The one-liner to close it

"You've shown that visiting graves was common — not that praying to the dead was, since the text describes neither invocation nor agreement about what the ritual meant; its own two-sided dispute proves the meaning was contested, the Torah's ban on inquiring of the dead proves it was opposed, and even a universal Jewish custom wouldn't bind Christians, since Christ Himself overturned common, unopposed Pharisaic traditions by the authority of Scripture."

It proves that some rabbis in the Talmud believed this, but it does not prove that this was biblical Judaism, nor does it prove that first-century Jews or Christians practiced it.

Notice several things:

1. The Talmud records a disagreement.

One rabbi says: "We go to the cemetery because we are like dead men before God." Another rabbi says: "We go so the dead will ask mercy for us." The Talmud does not present both as true. It records two explanations.

2. The prayer is still directed to God.

Even in the second view, the text does not show people praying to the dead. The idea is that the deceased pray to God on behalf of the living.

3. The Talmud was compiled centuries after Christ.

The specific rabbis quoted in Ta'anit 16a, such as Rabbi Levi bar Ḥama and Rabbi Ḥanina, lived around the 3rd–4th centuries AD, so the discussion itself is at least that late. Even if it reflects older traditions, it is not evidence that the apostles taught the practice.

COUNTER ARGUMENT

Catholics/Orthodox: "The Talmud may preserve traditions older than its final compilation."

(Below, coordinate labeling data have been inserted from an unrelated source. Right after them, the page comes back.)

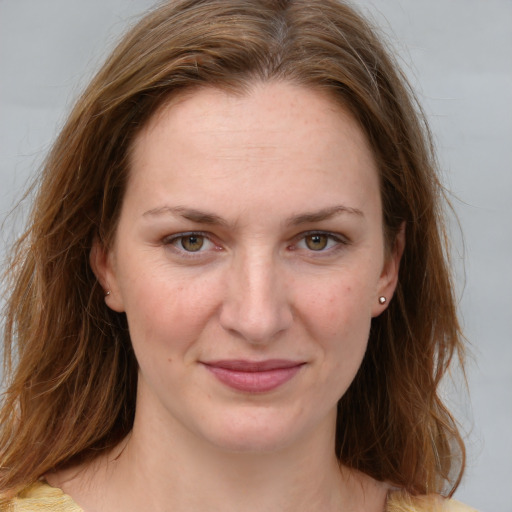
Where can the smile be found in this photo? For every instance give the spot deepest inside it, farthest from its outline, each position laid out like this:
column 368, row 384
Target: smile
column 254, row 377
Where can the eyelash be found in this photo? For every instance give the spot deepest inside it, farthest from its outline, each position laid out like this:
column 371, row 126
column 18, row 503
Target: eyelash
column 339, row 243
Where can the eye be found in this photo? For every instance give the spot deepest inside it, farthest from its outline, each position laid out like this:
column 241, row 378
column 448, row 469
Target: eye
column 190, row 242
column 320, row 242
column 316, row 242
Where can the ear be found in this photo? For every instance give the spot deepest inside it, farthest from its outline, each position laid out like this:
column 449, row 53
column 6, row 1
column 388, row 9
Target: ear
column 389, row 276
column 103, row 265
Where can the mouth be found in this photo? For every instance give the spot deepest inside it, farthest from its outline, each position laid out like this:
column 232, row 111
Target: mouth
column 254, row 376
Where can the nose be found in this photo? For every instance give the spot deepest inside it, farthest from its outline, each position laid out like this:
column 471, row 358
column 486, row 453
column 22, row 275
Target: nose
column 256, row 305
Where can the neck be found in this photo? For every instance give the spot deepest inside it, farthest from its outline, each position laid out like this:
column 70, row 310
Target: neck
column 164, row 467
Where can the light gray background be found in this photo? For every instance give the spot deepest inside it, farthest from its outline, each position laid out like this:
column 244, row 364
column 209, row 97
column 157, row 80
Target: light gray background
column 458, row 53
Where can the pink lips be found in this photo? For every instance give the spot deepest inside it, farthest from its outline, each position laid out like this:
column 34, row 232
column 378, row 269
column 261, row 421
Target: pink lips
column 252, row 376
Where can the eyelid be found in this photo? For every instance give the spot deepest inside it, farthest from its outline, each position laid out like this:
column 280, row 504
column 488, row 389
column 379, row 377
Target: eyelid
column 340, row 239
column 170, row 240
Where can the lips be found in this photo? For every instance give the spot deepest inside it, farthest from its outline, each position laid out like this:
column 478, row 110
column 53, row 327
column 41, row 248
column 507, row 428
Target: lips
column 254, row 376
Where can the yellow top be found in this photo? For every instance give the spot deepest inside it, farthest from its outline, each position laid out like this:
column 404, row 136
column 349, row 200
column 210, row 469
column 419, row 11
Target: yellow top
column 40, row 497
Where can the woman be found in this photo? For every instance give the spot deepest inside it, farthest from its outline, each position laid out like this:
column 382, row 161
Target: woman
column 233, row 291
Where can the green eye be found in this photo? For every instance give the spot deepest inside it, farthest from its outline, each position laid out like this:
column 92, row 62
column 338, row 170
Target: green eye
column 316, row 242
column 192, row 243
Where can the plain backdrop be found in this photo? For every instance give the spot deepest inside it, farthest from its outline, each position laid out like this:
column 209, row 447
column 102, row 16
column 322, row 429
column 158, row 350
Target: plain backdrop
column 457, row 53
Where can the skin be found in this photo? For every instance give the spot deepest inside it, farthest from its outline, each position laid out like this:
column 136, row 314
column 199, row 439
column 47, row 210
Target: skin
column 267, row 171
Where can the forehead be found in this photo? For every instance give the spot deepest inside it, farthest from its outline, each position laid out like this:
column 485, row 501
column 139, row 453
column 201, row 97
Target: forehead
column 276, row 139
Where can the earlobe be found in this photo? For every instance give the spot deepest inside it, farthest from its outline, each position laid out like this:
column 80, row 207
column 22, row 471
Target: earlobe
column 389, row 276
column 101, row 263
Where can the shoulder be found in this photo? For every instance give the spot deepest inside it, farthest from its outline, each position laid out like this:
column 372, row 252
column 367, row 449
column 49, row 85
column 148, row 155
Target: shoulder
column 400, row 501
column 39, row 497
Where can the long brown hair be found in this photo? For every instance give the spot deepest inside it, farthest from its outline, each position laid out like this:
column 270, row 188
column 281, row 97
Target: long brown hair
column 71, row 391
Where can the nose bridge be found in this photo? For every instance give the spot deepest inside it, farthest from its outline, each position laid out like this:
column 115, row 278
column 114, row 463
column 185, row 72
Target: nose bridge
column 256, row 305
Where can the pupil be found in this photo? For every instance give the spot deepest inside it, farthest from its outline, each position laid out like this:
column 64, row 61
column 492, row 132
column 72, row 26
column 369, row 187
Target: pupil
column 192, row 243
column 316, row 242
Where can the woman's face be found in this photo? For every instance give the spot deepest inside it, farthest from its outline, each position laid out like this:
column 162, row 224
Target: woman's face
column 249, row 259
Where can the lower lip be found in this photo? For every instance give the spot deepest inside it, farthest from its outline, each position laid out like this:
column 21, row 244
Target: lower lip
column 254, row 382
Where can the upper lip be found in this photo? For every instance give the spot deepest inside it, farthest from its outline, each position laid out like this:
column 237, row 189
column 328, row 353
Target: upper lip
column 242, row 365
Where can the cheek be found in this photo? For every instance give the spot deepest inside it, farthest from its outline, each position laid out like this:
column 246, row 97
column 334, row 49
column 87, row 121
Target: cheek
column 167, row 313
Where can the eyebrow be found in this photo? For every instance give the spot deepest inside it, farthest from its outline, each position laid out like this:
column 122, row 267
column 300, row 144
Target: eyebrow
column 202, row 217
column 324, row 214
column 191, row 214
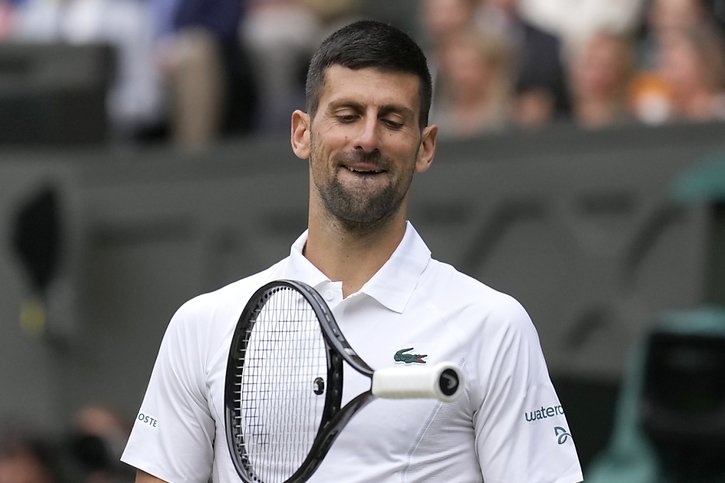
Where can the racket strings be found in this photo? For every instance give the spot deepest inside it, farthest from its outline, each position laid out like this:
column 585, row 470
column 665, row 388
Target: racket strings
column 282, row 372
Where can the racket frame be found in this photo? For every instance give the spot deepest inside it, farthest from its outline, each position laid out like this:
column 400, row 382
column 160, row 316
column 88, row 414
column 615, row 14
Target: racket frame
column 333, row 418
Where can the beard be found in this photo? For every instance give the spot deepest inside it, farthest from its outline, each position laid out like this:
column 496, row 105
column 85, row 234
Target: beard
column 362, row 208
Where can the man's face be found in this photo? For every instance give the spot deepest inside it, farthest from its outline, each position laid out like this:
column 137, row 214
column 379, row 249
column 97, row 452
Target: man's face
column 365, row 144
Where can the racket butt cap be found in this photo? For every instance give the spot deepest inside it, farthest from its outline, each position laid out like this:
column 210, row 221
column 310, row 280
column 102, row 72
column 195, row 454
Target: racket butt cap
column 443, row 381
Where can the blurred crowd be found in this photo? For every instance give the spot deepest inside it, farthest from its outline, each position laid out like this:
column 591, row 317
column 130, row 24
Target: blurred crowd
column 525, row 63
column 88, row 450
column 191, row 72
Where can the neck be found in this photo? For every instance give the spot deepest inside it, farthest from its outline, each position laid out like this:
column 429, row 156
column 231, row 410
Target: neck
column 352, row 256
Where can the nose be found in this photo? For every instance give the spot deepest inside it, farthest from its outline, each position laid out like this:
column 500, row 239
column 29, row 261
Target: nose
column 367, row 136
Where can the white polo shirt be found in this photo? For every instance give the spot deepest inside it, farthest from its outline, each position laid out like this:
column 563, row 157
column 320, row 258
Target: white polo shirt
column 507, row 427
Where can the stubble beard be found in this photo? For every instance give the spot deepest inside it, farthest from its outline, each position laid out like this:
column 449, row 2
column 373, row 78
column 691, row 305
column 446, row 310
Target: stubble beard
column 363, row 209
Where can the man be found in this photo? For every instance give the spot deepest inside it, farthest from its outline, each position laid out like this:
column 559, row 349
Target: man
column 366, row 135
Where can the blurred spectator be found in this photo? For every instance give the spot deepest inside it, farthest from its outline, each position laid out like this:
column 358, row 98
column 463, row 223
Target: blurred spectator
column 688, row 80
column 666, row 15
column 599, row 72
column 281, row 35
column 539, row 79
column 575, row 21
column 27, row 458
column 442, row 18
column 205, row 68
column 133, row 100
column 95, row 443
column 473, row 84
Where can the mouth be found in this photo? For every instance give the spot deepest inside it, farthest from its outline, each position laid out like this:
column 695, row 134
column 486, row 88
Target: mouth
column 364, row 170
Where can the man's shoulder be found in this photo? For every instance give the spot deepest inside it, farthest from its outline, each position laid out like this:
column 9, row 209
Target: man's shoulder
column 232, row 296
column 449, row 285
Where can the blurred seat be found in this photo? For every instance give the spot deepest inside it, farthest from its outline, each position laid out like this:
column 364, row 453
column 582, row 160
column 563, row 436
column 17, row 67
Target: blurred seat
column 54, row 94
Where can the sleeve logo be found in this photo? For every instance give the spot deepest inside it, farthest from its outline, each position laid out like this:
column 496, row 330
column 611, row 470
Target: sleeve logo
column 562, row 434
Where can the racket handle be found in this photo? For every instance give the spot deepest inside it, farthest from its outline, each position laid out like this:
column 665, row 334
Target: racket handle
column 443, row 381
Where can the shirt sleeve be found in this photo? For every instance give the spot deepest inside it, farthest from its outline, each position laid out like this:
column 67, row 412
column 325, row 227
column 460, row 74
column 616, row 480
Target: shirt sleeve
column 173, row 434
column 521, row 431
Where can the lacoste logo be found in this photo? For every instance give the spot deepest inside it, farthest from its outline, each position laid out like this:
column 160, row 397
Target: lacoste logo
column 562, row 434
column 402, row 356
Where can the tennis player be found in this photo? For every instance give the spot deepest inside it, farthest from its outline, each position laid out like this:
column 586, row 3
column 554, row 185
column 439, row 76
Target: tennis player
column 366, row 135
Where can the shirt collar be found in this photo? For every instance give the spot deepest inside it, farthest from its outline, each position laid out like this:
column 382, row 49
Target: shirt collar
column 392, row 285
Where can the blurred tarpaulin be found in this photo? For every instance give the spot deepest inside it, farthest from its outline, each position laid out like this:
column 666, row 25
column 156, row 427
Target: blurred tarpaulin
column 37, row 243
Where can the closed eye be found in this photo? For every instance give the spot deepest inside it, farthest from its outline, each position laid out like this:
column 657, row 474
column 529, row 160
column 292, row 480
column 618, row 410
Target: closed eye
column 395, row 125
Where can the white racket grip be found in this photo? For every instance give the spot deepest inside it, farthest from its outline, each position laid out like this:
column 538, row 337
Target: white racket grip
column 443, row 381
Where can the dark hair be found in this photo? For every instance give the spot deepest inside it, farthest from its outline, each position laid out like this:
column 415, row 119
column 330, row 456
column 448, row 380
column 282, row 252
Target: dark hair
column 369, row 43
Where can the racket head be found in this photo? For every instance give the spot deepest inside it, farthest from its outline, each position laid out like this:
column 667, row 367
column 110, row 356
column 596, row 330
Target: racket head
column 278, row 408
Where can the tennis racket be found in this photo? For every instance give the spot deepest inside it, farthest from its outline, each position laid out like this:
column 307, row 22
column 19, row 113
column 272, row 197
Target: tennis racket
column 284, row 383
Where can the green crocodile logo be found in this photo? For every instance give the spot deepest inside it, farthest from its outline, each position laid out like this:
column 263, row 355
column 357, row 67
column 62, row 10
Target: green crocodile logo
column 402, row 356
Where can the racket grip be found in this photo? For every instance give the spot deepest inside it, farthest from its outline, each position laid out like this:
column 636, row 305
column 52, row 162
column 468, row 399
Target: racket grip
column 443, row 381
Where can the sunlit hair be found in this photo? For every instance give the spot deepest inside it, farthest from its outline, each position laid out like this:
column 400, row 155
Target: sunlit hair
column 364, row 44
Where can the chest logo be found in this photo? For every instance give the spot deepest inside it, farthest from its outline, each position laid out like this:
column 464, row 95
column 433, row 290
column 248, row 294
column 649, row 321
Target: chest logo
column 403, row 356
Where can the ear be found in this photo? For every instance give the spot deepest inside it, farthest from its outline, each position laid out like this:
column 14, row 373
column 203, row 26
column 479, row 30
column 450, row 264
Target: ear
column 426, row 152
column 300, row 135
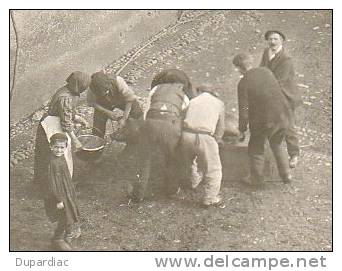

It might be possible, but then the burden is on you to demonstrate that this specific tradition goes back to the Second Temple period and was accepted by Jesus, the apostles, or the early church. The passage itself does not establish that.

FLAWS

The teachers didn't even agree, so it's not a real rule. Two rabbis gave two different reasons for the graveyard visit, and the first one had nothing to do with the dead helping at all. You can't establish a doctrine on just half of an argument. If this text "proves" the dead pray for us, it just as much records a rabbi who said the whole thing was only about acting humble before God. Which rabbi are we supposed to follow, and who says so?